Photo of a squad carDoes racial profiling exist? Why did the Chicago Police Department stop and frisk people more than 250,000 times yet that quarter of a million stops led to no arrests?

How do everyday encounters with the police affect community members’ attitudes toward police officers? Did underlying systemic issues exist in Ferguson, Mo., before the shooting of Michael Brown and the demonstrations by activists and angry protests?

Do police need military-style equipment and body cameras? Do citizens have a say in how they are policed?

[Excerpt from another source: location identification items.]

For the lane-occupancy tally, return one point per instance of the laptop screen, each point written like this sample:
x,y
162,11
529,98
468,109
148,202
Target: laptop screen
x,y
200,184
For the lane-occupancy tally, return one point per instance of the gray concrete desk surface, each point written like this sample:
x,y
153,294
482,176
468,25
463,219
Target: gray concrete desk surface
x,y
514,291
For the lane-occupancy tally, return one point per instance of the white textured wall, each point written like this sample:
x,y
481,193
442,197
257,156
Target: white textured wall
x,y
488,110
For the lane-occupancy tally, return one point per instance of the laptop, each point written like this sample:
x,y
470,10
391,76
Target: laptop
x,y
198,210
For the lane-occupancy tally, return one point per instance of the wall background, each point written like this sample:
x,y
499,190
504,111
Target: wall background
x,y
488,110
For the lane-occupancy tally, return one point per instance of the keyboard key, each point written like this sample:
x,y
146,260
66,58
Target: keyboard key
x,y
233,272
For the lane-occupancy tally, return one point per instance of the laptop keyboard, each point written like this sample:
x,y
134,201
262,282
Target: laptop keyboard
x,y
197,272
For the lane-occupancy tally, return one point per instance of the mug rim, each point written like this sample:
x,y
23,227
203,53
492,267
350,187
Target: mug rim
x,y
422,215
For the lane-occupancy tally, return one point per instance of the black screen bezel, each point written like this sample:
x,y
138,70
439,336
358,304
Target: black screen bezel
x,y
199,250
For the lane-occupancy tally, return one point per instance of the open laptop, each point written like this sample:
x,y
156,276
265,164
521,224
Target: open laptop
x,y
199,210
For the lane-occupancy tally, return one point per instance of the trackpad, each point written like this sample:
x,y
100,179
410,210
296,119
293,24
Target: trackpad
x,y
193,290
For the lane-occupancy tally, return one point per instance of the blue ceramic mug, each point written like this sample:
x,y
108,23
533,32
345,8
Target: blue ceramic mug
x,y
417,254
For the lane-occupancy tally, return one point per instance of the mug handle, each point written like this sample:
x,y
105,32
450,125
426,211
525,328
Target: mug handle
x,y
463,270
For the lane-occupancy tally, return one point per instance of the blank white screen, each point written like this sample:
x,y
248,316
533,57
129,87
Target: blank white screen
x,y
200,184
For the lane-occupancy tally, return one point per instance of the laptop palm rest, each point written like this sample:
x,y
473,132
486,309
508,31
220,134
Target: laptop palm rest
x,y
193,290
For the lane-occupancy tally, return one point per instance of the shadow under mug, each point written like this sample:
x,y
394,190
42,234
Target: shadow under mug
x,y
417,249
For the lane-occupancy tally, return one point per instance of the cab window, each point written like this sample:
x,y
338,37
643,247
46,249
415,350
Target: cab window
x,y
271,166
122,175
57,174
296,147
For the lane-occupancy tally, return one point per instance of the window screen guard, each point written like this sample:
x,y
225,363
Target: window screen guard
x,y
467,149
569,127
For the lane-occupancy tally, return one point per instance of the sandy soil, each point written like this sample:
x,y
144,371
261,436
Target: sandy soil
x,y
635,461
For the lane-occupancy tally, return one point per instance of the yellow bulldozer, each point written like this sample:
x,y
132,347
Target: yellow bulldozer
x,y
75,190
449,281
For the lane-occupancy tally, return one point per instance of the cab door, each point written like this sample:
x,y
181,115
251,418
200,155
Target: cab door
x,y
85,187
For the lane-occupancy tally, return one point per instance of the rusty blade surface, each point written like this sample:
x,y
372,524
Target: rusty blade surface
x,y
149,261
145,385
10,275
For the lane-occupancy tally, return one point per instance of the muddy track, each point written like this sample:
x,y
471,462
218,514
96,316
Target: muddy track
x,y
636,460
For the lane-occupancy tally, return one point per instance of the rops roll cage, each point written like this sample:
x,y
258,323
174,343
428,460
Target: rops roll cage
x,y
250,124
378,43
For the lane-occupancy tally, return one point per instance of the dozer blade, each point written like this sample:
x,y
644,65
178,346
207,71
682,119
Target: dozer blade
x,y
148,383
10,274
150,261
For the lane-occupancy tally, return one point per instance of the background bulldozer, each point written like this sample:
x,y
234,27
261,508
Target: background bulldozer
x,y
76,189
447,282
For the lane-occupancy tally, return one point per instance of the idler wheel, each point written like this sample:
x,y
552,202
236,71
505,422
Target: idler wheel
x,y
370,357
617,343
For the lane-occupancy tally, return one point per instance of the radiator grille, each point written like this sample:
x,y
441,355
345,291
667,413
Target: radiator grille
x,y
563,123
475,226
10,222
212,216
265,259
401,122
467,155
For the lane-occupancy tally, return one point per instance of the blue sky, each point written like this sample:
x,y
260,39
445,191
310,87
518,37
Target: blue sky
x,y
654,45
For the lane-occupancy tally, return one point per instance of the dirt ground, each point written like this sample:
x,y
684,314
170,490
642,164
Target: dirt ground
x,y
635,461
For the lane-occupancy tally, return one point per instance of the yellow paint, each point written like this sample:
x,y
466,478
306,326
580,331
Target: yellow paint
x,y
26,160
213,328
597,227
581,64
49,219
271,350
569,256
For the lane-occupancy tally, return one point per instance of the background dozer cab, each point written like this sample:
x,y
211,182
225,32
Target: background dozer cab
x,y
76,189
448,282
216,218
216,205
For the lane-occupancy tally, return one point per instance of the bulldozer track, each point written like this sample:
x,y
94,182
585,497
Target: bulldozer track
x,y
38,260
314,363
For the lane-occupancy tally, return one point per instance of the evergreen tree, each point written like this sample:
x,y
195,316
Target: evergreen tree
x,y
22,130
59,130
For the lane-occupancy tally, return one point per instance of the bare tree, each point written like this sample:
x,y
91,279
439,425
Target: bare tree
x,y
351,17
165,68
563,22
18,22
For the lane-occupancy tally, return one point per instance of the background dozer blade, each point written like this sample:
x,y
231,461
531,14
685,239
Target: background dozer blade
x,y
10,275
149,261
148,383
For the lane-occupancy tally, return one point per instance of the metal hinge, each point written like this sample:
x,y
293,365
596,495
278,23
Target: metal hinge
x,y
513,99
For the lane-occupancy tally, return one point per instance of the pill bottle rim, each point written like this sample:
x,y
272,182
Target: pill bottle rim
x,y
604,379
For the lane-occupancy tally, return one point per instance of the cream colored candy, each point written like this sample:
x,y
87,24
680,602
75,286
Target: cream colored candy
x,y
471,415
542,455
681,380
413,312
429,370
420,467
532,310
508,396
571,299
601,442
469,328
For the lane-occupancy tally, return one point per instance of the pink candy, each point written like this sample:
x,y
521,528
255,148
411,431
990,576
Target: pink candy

Ed Yohnka, director of communications and public policy for the American Civil Liberties Union of Illinois, will explore these thought-provoking issues during a presentation at NIU on racial profiling and community policing.

The event begins at 7:30 p.m. Thursday, April 9, in the Lincoln Room in the Holmes Student Center. Free parking in the Visitors Lot is available beginning at 7 p.m.

Yohnka, who participated in a panel discussion at NIU last semester, is knowledgeable about the pros and cons of body cameras, a growing trend in police departments.

His return to NIU comes on the heels of a report released by the ACLU which found that Chicago surpassed New York City in the number of people stopped and frisked, with practices that often failed to meet constitutional standards. The new report also suggests that the police subject blacks in Chicago to stops at disproportional rates yet they are less likely to be carrying illegal items.

This free presentation is sponsored by the NIU Presidential Commission on the Status of Minorities and the League of Women Voters of DeKalb County.